A common use case for clinicians and researchers is to gather information about a single variant and interpret it in the disease context. Genome Nexus allows users to search a variant and access, visualize, and analyze the integrated information described above through an intuitive web interface that is specifically designed for interpreting variants in cancer. Figure 3 shows an example of the interpretation of ERBB2 L755S using Genome Nexus. First, the user searches for a variant (Fig 3A), which takes them to the Variant Page (Fig 3B) where all annotations about ERBB2 L755S from various sources are presented and organized on the basis of their relevance to cancer. From the lollipop diagram of ERBB2, one can see that the variant occurs in the kinase domain, that it is a mutational hotspot in cancer, and that it is oncogenic and a biomarker of drug sensitivity on the basis of both OncoKB and CIViC. There are also ubiquitination and phosphorylation sites adjacent to the variant. One can see that several sources are in agreement, that is, both the functional prediction sources, PolyPhen-2 and SIFT, predict this event to have the highest impact on their respective scales. OncoKB also annotates this variant as oncogenic and as gain-of-function. At first sight, there seems to be discordance between the population databases dbSNP and gnomAD. There is an ID for dbSNP, but not for gnomAD. Using the link to directly go to dbSNP helps clarify this discrepancy: there are no frequency data in dbSNP, indicating that the variant is not a common germline variant. For each gene, the canonical transcript is annotated by default, in this case ENST00000269571. One can, however, investigate any transcript for ERBB2 in addition to the default one by clicking on the All transcripts dropdown (Fig 3D). A common issue is that people refer to variants only by their amino acid change, which can differ across transcripts. For example, in two RefSeq IDs (NM_001005862.1 and NM_004448.2), the amino acid change is L725S instead of L755S. To further investigate a different transcript, one can click on the ID and see the lollipop representation and other associated annotations. Finally, to get the data for each annotation source in a format easily used in any programming language, one can click on the JSON link to retrieve the raw representation from the API in JSON.

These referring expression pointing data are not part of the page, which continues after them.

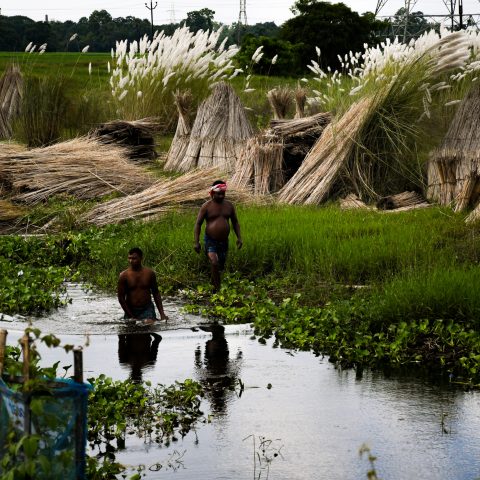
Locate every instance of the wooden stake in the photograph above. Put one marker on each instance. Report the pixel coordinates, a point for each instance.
(78, 365)
(25, 342)
(78, 377)
(3, 342)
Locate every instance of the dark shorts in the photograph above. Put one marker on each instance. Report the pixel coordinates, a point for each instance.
(143, 313)
(218, 247)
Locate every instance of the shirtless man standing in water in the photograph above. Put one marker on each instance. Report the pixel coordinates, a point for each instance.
(218, 213)
(136, 286)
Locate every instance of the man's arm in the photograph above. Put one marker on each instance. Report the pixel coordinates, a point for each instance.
(122, 294)
(236, 227)
(198, 227)
(156, 297)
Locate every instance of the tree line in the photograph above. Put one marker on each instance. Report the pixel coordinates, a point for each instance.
(334, 28)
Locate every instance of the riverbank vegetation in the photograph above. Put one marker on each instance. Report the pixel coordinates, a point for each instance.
(366, 288)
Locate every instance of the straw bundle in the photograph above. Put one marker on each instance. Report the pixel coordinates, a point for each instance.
(260, 165)
(454, 168)
(218, 133)
(300, 101)
(164, 196)
(178, 148)
(81, 167)
(11, 85)
(280, 100)
(136, 136)
(315, 177)
(351, 201)
(402, 200)
(9, 211)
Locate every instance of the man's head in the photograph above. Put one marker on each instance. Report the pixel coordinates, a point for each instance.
(217, 190)
(135, 256)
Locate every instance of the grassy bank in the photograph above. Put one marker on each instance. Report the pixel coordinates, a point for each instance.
(366, 288)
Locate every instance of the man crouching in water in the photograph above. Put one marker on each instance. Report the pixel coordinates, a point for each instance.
(136, 286)
(217, 212)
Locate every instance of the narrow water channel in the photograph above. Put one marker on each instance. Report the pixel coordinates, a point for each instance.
(318, 415)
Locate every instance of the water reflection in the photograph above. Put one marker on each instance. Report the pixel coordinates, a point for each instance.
(217, 372)
(138, 350)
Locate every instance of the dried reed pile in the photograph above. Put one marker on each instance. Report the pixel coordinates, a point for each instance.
(314, 179)
(136, 136)
(179, 145)
(164, 196)
(260, 166)
(280, 100)
(351, 201)
(454, 168)
(11, 84)
(9, 211)
(218, 133)
(405, 200)
(82, 167)
(300, 102)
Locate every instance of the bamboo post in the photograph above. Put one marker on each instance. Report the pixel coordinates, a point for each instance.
(78, 377)
(3, 342)
(25, 342)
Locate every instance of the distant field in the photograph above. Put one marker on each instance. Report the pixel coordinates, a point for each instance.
(74, 65)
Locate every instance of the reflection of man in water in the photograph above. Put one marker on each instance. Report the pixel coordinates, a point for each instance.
(138, 350)
(218, 374)
(136, 287)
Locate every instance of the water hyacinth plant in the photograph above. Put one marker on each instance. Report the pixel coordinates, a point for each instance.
(145, 74)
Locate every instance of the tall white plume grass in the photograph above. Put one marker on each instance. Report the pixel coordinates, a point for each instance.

Interpreting Variants in a Cohort in cBioPortal

A common use case in cancer genomics is to analyze all mutations in a gene that occurred in a patient cohort (Fig 4), for example, to study the landscape of somatic driver mutations to the gene in the cohort. Although one can identify potential driver mutations on the basis of their frequencies (ie, hotspot mutations), less frequent mutations are more difficult to interpret and therefore would require additional annotations for their interpretation. Figure 4 shows an example of the analysis of 799 EGFR mutations in a cohort of 10,945 patients sequenced using the MSK-IMPACT² assay and visualized in the cBioPortal. All mutations are annotated by the Genome Nexus API in real time when the mutations are visualized, providing relevant information from various sources to help users interpret the mutations (Figs 4A-4E). In this example, 548 mutations occur in identified cancer mutational hotspots in EGFR.⁵ The most frequent EGFR mutations in this cohort (eg, L858R, T790M, and E746_A750del) occur in the kinase domain. Five hundred eighty-six mutations were annotated as oncogenic or likely oncogenic (driver) by OncoKB, including the majority of hotspot mutations (540) and 46 less frequent mutations. The remaining mutations (213) were annotated as likely neutral or of unknown significance. Figure A1 shows another example of analysis of 74 CCND1 (cyclin D1) mutations in TCGA samples. Missense mutations in 19 samples were identified as hotspot mutations on residues T286 and P287. As shown in Figure A1, T286 is a ubiquitination site and phosphorylation site. It is known that T286 ubiquitination is dependent on its phosphorylation, and mutations of T286 reduce ubiquitination and subsequent degradation of the oncoprotein.³⁹ Since the kinase GSK-3β, which phosphorylates T286, is proline-directed kinase,⁴⁰ mutations of P287 will inhibit the phosphorylation of T286 by disrupting the interaction between GSK-3β and cyclin D1. In addition to the two hotspots, OncoKB annotated five nonsense mutations and two in-frame deletions as drivers, all of which are near the C-terminal end adjacent to T286. This implies, consistent with the literature, that disrupting the ubiquitination of CCND1 is the predominant mechanism in tumors to stabilize this oncoprotein.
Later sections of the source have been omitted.